Policial / Polícia
PF desarticula esquema milionário com participação de agentes de segurança em operação no MS e MG
Investigação aponta atuação de organização criminosa que utilizava policiais da ativa e aposentados para facilitar contrabando, lavagem de dinheiro e acesso ilegal a informações sigilosas
Da Redação
A Polícia Federal, em conjunto com a Receita Federal, deflagrou na manhã desta quarta-feira (18) a Operação Iscariotes, com o objetivo de desarticular uma organização criminosa envolvida em contrabando, descaminho, lavagem de capitais e outros crimes financeiros. A ação foi coordenada pela Delegacia de Repressão a Crimes Fazendários em Mato Grosso do Sul (DELEFAZ/MS).
As investigações, conduzidas ao longo de um extenso período, revelaram um esquema estruturado voltado à importação irregular de eletrônicos de alto valor agregado.

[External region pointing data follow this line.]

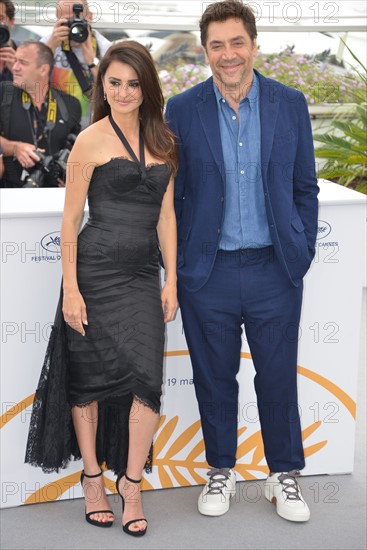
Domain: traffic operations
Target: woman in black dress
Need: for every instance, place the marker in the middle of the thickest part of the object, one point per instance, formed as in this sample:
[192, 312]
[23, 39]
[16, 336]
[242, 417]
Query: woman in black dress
[110, 334]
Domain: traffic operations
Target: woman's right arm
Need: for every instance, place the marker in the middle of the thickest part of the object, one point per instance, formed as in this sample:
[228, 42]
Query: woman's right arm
[78, 174]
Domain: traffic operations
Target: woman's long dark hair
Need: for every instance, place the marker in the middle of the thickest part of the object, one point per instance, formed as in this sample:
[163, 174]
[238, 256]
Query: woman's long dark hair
[157, 136]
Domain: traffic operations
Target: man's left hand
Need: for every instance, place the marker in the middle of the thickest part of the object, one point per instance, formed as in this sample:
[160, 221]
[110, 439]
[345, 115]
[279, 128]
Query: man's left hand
[7, 56]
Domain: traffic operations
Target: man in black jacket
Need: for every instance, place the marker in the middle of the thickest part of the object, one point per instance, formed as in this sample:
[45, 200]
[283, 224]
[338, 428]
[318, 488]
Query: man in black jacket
[7, 50]
[34, 117]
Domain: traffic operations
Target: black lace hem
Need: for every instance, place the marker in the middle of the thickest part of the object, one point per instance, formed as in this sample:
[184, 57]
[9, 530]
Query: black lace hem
[52, 441]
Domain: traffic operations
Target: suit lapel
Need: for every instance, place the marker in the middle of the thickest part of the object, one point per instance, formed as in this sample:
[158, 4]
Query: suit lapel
[208, 114]
[269, 106]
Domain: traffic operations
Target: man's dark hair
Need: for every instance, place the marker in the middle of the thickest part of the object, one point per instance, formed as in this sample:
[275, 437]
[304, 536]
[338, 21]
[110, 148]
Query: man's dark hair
[229, 9]
[9, 8]
[44, 53]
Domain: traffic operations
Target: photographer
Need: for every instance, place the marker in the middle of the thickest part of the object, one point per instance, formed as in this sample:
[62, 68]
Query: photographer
[7, 46]
[76, 60]
[37, 123]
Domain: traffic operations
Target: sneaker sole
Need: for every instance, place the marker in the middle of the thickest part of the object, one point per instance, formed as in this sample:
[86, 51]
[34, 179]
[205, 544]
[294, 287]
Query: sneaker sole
[284, 515]
[206, 512]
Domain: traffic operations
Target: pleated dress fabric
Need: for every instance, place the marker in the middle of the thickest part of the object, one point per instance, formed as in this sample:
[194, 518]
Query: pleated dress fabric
[121, 356]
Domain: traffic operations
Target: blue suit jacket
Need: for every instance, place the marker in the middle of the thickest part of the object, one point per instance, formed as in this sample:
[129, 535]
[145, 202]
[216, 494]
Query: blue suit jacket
[288, 173]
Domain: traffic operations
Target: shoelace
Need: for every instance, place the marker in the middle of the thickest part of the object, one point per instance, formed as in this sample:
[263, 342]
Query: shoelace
[218, 479]
[290, 486]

Os produtos ingressavam no país sem documentação fiscal e sem passar pelos controles aduaneiros, sendo posteriormente distribuídos em Campo Grande e em outros estados, especialmente Minas Gerais.
De acordo com a Polícia Federal, a organização utilizava veículos adaptados com compartimentos ocultos para transportar as mercadorias ilícitas. Além disso, os investigados adotavam estratégias para ocultar e dissimular a origem dos lucros obtidos com as atividades criminosas.
Um dos pontos mais graves apontados pelas apurações é a participação de agentes de segurança pública — tanto da ativa quanto aposentados — no esquema. Esses agentes atuariam desde o repasse indevido de informações sigilosas extraídas de sistemas policiais até o transporte direto das cargas ilegais, utilizando-se da função pública para favorecer o grupo.
Durante o curso da investigação, foram realizados diversos flagrantes, incluindo situações que envolvem diretamente policiais.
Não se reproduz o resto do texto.